The `Tokenizer` class allows for _new_ words to be added to the vocabulary mapping. But, how does increasing the size of the vocab (i.e., `len(tokenizer)`) affect the input layer to the accompanying model?

In [16]:
# new vocab can be added to the tokenizer...
starting_vocab_size = len(tokenizer)
print(f"starting size of tokenizer vocab: {starting_vocab_size}")

starting size of tokenizer vocab: 30522


In [17]:
# add the `oov_word` to vocab
tokenizer.add_tokens(new_tokens=[oov_word])
print(f"updated size of tokenizer vocab: {len(tokenizer)}")

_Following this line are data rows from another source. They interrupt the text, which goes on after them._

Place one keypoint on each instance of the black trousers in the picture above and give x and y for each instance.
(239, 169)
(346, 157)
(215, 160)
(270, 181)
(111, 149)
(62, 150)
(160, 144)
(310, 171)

updated size of tokenizer vocab: 30523


In [18]:
assert len(tokenizer) > starting_vocab_size, "tokenizer vocab size has not changed!"

In [19]:
# check to see how tokenizer has changed with oov word
# so much better, right ... ?
show_encoding(tokenizer, oov_word)

[(101, '[ C L S ]'), (30522, 'g o b b l e d y g o o k'), (102, '[ S E P ]')]

In [20]:
# we now have a single integer (i.e., vocab entry) to represent the `oov_word`.
oov_enc_updated = tokenizer(oov_word, return_tensors='pt')['input_ids']
print(oov_enc_updated)

tensor([[  101, 30522,   102]])


In [21]:
# !! How does our updated vocabulary affect the accompanying model?
bert_model(oov_enc_updated)

IndexError: index out of range in self

In [None]:
# !! notice the input size of the model compared to our !updated! tokenizer...
bert_model.get_input_embeddings()

Embedding(30522, 768, padding_idx=0)

In [None]:
check_tokenizer_model_size_compatability(tokenizer, bert_model)

AssertionError: Tokenizer has size 30523, but Model has input dimension of 30522. Difference of (1).

In [None]:
# (potential) solution: update model input layer to match updated tokenizer
bert_model.resize_token_embeddings(len(tokenizer))
bert_model.get_input_embeddings()

Embedding(30523, 768)

In [None]:
check_tokenizer_model_size_compatability(tokenizer, bert_model)

Tokenizer vocab size and model input layer dimension match (size=30523)


In [None]:
# try again to pass (updated) oov_word encoding to (updated) model
oov_out = bert_model(oov_enc_updated)
oov_out = oov_out[0]

In [None]:
print("output shape:", oov_out.size())

output shape: torch.Size([1, 3, 768])


### Conclusion

We have updated our `Tokenizer` with a _new_ vocabulary word and the input layer of our `Model`. The output of a _forward-pass_ matches what we would expect based on the input encoding. However, what does the output tensor for the Out-of-Vocabulary word _mean_? 

Assumption is the output embedding is not a strong representation as the weights have not been trained. If we resume training, and the training set contains many examples of our OOV term then the representation will be updated and improved.